W Mielcu dobrze zapamiętano słowa Antoniego Macierewicza minister obrony narodowej, który blisko trzy miesiące temu wizytując Polskie Zakłady Lotnicze, obiecał wszem i wobec, że do końca 2016 roku dwa śmigłowce Black Hawk zasilą siły specjalne.
Mamy 2017 rok i jak dotąd żadna maszyna z PZL nie zasiliła polskiej armii. Dlatego słów krytyki ministrowi nie szczędzi wielu mielczan. Są to nawet wyborcy PiS. Jednym z nich jest aktywny komentator lokalnej (i nie tylko) rzeczywistości, Paweł Dębicki, który na Facebooku napisał m.in.: – „Muszę to napisać i niech mnie skarzą. Minister Macierewicz to zwykły ŁGARZ I CYGAN (z przeproszeniem Romów). Nie kupiono w Mielcu ani jednego śmigłowca. W dodatku skompromitowano Panią Beatę Szydło, jak dotąd najlepszego polskiego Premiera”.
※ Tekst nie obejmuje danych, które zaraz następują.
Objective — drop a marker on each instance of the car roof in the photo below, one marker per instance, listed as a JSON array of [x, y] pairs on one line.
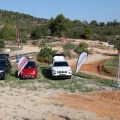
[[4, 56]]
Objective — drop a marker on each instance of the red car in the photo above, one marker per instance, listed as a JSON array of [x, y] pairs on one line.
[[29, 71]]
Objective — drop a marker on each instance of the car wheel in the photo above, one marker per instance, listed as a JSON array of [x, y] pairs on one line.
[[10, 70], [5, 76]]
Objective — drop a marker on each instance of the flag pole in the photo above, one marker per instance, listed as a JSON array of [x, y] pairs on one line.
[[117, 85]]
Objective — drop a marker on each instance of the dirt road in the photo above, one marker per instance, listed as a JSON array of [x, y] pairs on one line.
[[48, 104]]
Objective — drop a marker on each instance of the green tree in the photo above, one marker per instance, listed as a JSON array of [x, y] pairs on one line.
[[68, 47], [39, 32], [94, 22], [45, 55], [8, 33], [59, 25], [81, 47], [88, 33]]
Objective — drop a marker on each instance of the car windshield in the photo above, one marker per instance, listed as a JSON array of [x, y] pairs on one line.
[[30, 64], [2, 63], [58, 64]]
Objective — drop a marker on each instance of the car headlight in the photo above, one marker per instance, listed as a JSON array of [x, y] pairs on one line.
[[1, 71], [54, 71]]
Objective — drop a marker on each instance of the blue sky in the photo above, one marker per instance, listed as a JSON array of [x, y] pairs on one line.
[[99, 10]]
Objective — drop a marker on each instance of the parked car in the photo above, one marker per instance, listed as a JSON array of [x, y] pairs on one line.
[[60, 67], [5, 66], [29, 71]]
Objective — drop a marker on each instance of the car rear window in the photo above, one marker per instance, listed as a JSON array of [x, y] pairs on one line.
[[2, 63], [30, 64]]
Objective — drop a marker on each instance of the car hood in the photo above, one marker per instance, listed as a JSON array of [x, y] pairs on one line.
[[28, 70], [62, 68]]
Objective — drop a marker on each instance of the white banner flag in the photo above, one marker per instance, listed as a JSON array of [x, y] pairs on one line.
[[83, 56], [21, 64]]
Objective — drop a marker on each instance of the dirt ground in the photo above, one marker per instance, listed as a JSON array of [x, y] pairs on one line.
[[43, 104]]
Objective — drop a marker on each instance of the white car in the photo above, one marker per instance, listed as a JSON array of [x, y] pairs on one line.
[[60, 67]]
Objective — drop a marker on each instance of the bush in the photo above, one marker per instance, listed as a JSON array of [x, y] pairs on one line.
[[46, 55]]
– On powiedział, że MA NADZIEJĘ, że pierwsze śmigłowce zostaną dostarczone w 2016 r. To taka sztuczka semantyczna – bronił Macierewicza jeden z komentatorów.
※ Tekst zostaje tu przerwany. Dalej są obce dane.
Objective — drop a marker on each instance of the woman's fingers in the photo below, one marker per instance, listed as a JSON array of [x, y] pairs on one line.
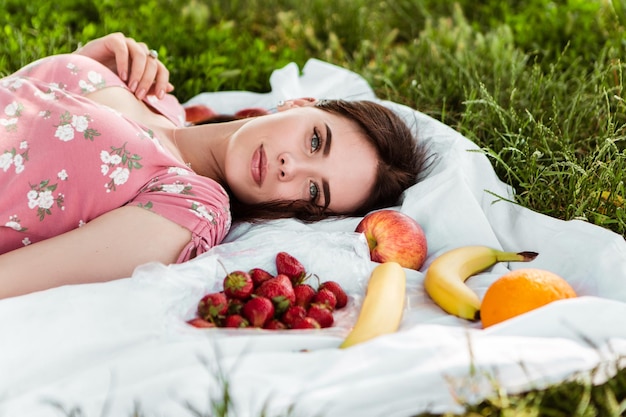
[[135, 63]]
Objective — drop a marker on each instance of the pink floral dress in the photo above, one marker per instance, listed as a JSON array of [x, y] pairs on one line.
[[65, 159]]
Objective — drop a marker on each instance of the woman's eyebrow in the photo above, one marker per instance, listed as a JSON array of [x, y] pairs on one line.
[[329, 138], [326, 190]]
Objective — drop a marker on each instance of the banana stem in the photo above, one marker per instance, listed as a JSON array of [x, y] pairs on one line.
[[526, 256]]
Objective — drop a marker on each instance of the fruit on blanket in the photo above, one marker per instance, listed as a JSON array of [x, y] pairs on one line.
[[335, 288], [322, 313], [200, 323], [213, 307], [325, 297], [198, 113], [259, 275], [306, 323], [235, 321], [258, 311], [278, 289], [288, 265], [238, 284], [293, 314], [520, 291], [383, 304], [445, 278], [304, 294], [283, 304], [394, 236], [275, 324]]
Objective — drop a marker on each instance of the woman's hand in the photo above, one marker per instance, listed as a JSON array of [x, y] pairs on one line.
[[132, 62]]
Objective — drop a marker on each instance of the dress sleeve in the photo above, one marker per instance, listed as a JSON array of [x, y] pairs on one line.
[[78, 74], [197, 203]]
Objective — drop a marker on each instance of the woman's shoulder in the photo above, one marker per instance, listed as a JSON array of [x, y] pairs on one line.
[[71, 72]]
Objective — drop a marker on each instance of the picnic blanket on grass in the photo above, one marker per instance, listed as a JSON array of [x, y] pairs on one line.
[[116, 348]]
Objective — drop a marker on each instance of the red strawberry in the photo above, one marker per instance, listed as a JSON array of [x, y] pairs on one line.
[[325, 297], [304, 294], [306, 323], [212, 307], [235, 320], [322, 314], [198, 113], [259, 275], [238, 284], [235, 305], [288, 265], [275, 324], [258, 310], [292, 314], [335, 288], [279, 290], [200, 323]]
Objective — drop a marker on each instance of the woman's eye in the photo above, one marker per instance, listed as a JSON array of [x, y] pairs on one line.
[[313, 191], [315, 141]]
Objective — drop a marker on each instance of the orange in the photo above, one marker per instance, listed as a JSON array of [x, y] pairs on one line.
[[520, 291]]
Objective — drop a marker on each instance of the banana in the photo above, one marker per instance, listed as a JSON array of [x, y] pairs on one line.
[[383, 304], [446, 276]]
Do sprawy ustosunkował się Marian Kokoszka, przewodniczący NSZZ „Solidarność” w PZL Mielec (same zakłady unikają komentowania tej sprawy): – Według mojej wiedzy wkrótce będzie zapytanie ofertowe w sprawie śmigłowców dla sił specjalnych i morskich. Opóźnienie wynika z przyczyn proceduralnych, takie mam zapewnienie – oświadczył.